Brand ambassador
Beiruti entrepreneur Tony Salamé has built a business empire by introducing European fashion labels to the Middle East, helping to regenerate his home city in the process. Now he’s adding spas, magazines and even restaurants
WORDS | SUELLEN GREALY

ANYONE WITH HALF AN EYE ON INTERNATIONAL TREND BAROMETERS will tell you that Beirut is sizzling. Last year the New York Times named the Lebanese capital the top city in the world to visit. This year, the Observer called it one of the most vibrant places on earth.
Back in 1989, however, things were rather different. Tony Salamé was still in his twenties and had just returned home to Lebanon after studying medicine in France. Beirut was festering from years of civil war. The downtown area, where today Salamé’s flagship store Aïshti purveys international designer glamour, had virtually collapsed into the acrid smoke of conflict.
Since those days, Aïshti has “been instrumental in reviving certain parts of Lebanon and creating new destinations where none existed before,” claims Salamé.

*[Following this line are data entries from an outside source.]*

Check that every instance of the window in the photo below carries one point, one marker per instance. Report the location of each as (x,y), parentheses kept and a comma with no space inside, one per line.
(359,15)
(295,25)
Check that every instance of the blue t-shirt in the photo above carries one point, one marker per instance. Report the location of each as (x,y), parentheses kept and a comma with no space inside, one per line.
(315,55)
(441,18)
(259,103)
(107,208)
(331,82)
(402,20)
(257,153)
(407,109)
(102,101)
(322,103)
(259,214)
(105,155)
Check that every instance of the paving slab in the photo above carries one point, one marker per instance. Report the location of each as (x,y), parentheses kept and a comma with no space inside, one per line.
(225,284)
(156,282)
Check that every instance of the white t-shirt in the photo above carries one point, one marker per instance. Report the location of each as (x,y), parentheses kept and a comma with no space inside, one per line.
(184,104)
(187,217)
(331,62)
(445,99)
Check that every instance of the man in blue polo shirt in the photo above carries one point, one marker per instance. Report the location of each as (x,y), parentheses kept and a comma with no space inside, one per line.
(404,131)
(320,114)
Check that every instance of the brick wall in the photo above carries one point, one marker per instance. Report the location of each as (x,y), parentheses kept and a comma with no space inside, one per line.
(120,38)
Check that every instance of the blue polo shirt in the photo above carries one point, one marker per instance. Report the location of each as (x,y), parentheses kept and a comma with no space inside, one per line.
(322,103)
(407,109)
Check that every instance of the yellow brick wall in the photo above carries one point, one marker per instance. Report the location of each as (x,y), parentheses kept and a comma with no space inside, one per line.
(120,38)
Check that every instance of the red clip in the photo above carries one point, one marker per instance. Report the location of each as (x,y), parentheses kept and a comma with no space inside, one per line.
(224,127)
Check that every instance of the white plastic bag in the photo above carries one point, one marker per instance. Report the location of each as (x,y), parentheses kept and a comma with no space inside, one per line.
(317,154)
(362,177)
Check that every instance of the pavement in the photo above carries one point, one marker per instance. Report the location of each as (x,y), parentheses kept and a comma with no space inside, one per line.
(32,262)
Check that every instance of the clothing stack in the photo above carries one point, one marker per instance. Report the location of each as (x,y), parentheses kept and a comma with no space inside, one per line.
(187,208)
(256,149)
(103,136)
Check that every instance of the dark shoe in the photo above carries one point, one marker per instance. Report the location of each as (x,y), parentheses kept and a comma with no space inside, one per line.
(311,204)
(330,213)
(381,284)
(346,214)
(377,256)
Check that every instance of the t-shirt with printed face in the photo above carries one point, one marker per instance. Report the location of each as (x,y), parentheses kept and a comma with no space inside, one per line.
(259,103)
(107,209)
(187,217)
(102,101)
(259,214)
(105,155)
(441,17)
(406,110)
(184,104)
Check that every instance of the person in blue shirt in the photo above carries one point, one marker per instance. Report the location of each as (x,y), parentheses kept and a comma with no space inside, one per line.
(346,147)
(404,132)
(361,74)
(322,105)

Salamé’s family, who had real-estate interests in Lebanon, had wanted him to become a doctor, but he was more interested in law. While pursuing a law degree at St Joseph’s University in Beirut, he began to import small quantities of the previous season’s fashion and fabrics from his contacts in Europe. “I also had things manufactured in Lebanon, including some accessories, like belts,” he explains. “I did everything bit by bit.”
While Salamé was in Europe, his family had remained in Lebanon. It gave him a sense of independence and a taste for travel, and building on what had become a successful importing sideline seemed to offer the chance for both. “I decided to open a store,” he says. “My family helped a little, but as I already had suppliers, I could get credit. Of course, that was such a tiny store, I didn’t need much stock!”

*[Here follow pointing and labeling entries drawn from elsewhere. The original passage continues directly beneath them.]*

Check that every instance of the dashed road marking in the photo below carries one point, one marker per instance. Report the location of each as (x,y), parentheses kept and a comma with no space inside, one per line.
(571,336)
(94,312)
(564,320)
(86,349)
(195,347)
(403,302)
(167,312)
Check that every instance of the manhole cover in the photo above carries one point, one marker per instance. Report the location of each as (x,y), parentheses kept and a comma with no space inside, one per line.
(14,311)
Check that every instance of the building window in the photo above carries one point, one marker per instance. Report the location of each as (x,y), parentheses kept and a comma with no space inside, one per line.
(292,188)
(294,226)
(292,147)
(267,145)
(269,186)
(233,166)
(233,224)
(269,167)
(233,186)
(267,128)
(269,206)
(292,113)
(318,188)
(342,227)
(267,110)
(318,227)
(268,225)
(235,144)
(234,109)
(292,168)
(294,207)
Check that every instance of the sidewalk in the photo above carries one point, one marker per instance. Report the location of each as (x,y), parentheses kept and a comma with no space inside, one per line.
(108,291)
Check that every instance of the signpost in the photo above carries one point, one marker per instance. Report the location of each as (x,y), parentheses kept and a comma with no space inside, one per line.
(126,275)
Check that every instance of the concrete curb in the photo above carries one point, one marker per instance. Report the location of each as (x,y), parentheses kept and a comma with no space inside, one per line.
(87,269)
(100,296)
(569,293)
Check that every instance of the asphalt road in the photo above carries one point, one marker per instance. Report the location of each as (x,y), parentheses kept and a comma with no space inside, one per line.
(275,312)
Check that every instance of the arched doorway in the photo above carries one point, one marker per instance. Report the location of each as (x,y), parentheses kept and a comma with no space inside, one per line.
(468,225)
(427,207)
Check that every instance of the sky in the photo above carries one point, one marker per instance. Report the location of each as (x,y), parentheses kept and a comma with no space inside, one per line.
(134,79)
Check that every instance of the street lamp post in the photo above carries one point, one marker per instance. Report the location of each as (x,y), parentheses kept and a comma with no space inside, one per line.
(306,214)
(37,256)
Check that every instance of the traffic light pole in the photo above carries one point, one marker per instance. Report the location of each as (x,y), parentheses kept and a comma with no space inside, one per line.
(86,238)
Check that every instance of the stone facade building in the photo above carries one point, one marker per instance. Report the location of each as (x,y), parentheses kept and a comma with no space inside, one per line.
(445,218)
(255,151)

He is talking to me after returning from one of many frequent trips to Milan, where an Aïshti office and distribution centre steers its relationships with the European fashion houses. “I didn’t think of myself as an entrepreneur then,” Salamé continues. “I enjoyed fashion and I enjoyed selling clothes. It was fun and I never took myself too seriously.”
What began as a single hole-in-the-wall clothes store in a Beirut suburb is now regarded throughout the region as the source for prestigious fashion labels. Although Salamé completed his law degree, he opened a second store a year later with another following the year after.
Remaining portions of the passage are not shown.